On the day of his court appearance, he wore the black suit he had worn to work on his first day working for the Edwardses. Neni had washed and ironed it the night before, neatly placing it on the sofa for him to wear in the morning. Neither of them ate dinner that night, their appetites having been vanquished by their fears. He stayed on the phone talking to Winston while she sat at the computer reading stories about individuals who lost their deportation cases and families who found themselves straddling two countries because one of the parents had been deported. Whatever happens, we will take it as it comes, he told her before they went to bed, and she nodded in agreement, her eyes filling up with tears.
“You’re sleeping?” he whispered to her in the middle of the night.
“No. I can’t sleep.”
“What are we going to do?” he asked her, his voice plaintive, clearly desperate to be reminded that they would be okay.
“I don’t know what we’re going to do … I don’t even know.”
They couldn’t move close to each other and fall asleep in a comforting embrace—the baby was sleeping between them—so they held hands around the baby.
In the morning he stood next to Bubakar as the lawyer answered most of the judge’s questions, speaking in an unquestionable American accent. Bubakar and the judge and the attorney for ICE took turns saying things Jende did not understand. The judge set a date in June for Jende to appear before him again. Bubakar thanked the judge. The judge called for the next case. The whole exchange had lasted less than ten minutes.
“You see what I told you?” Bubakar said, grinning as they exited the federal building. “I continue doing this and we continue buying you time. For now, you’re a free man!”
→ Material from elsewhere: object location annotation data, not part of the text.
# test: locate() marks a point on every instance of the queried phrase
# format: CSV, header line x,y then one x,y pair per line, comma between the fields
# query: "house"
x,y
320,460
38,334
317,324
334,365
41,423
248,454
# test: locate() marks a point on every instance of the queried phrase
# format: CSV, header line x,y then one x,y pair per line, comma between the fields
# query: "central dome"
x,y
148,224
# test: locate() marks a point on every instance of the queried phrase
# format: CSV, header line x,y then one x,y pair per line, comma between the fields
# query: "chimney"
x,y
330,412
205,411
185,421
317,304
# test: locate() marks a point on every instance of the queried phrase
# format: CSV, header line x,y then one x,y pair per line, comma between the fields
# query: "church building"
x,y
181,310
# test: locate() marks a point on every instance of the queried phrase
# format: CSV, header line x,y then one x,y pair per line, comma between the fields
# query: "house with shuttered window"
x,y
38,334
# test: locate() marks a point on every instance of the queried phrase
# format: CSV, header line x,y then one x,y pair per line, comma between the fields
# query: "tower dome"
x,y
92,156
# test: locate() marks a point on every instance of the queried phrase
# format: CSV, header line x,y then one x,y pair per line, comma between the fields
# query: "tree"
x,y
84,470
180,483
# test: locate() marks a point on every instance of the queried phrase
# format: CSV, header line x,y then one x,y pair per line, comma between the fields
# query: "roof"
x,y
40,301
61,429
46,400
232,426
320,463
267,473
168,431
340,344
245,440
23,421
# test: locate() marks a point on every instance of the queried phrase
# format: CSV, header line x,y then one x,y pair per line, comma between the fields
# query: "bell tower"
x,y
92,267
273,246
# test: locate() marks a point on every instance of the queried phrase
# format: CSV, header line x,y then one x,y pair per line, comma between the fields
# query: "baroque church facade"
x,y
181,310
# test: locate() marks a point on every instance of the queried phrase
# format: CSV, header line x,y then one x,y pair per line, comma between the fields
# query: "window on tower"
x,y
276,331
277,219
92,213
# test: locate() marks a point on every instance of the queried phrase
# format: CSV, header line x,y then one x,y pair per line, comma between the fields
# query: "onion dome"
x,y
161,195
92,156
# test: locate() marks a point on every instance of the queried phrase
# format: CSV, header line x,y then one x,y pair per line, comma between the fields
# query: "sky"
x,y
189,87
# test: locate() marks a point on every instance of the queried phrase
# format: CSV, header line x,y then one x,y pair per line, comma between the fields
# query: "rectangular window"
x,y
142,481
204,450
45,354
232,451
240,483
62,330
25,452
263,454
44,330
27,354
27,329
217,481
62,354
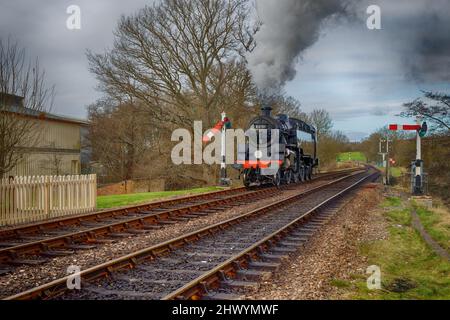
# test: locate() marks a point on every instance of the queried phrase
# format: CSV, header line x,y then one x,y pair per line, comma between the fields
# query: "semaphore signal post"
x,y
417,167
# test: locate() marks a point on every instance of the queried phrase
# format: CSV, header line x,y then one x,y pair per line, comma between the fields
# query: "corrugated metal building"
x,y
56,151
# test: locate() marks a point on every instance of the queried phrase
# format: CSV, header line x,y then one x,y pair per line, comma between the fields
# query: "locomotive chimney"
x,y
266,109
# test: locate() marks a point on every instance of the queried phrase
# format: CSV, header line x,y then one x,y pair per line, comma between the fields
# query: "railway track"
x,y
33,244
210,262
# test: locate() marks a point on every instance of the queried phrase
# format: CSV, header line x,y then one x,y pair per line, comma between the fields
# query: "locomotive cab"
x,y
292,159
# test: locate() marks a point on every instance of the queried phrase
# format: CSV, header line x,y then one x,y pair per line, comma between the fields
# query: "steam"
x,y
288,28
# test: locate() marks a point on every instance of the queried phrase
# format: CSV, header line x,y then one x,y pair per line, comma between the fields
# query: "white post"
x,y
223,167
223,146
418,144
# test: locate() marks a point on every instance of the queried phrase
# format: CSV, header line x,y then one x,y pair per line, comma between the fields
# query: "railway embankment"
x,y
376,228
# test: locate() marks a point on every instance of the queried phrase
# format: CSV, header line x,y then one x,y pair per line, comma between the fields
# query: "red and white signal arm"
x,y
405,127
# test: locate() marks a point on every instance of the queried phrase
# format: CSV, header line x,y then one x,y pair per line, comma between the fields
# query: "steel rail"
x,y
213,278
51,245
129,261
74,220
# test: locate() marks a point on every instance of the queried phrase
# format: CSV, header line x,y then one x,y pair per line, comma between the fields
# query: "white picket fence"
x,y
35,198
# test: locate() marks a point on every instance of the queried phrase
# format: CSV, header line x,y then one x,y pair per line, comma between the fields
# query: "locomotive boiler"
x,y
277,150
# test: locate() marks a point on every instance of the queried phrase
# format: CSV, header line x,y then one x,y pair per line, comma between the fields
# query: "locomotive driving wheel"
x,y
277,179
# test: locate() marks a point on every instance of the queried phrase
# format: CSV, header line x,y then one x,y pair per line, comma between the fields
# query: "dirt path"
x,y
427,238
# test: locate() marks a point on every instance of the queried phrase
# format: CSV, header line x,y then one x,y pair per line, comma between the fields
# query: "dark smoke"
x,y
288,28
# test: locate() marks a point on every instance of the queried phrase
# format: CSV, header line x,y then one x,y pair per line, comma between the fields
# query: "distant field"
x,y
351,156
104,202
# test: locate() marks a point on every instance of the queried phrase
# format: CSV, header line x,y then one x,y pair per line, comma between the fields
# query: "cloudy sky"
x,y
360,76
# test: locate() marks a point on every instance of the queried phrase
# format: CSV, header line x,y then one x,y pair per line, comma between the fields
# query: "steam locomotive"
x,y
278,150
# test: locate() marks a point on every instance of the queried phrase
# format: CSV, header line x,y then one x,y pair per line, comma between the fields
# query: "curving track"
x,y
210,262
33,244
Jende nodded, though he didn’t feel free. It seemed to him a rather pathetic way of being, postponing the inevitable. He would much rather be truly free.
Forty-one
SHE SAT ON THE CROSSTOWN BUS WITH THE GIFT BAG ON HER LAP, WATCHING as shoppers entered and exited clothing stores and corner bodegas, electronics stores and jewelry boutiques, beauty supply stores and fast-food joints. Traffic on 125th Street was slow—the M60 bus was moving and stopping every quarter-minute—but she remained calm, listening as two men behind her chatted about the Obama inauguration.
I wouldn’t have missed it for nothing, the first man said.
My son says to me, I ain’t coming to stand for hours in no cold, the second man said.
Cold?
Can you believe these children? A historic moment and you’re gonna be talking nonsense about no cold weather?
The first man chuckled.
I got bumps all over me still, thinking about when that pastor came up to say prayers, talking about the miracle, how such a day could even be possible— In our lifetime.
In my mama’s lifetime.
You know, whatever happens from here, it almost don’t matter.
No, don’t suppose it does.
’Cause somewhere up there, Dr. King is looking down at Brother Barack and saying, that’s my boy.
That’s right. Our boy did it.
At Lexington, she got off the bus and took the 5 subway downtown. Again, she held the gift bag on her lap, her grip on its handle tight. When she got off at the Seventy-seventh Street stop, she checked the Edwardses’ address and began walking toward Park Avenue. She had never been in this part of town and was awed by its elegance—streets with no dirt; doormen dressed like rich men; a woman in six-inch Louboutin heels strutting as if the world should be hers on a diamond-encrusted platter; everything so close to Harlem and yet ten thousand miles away from Harlem.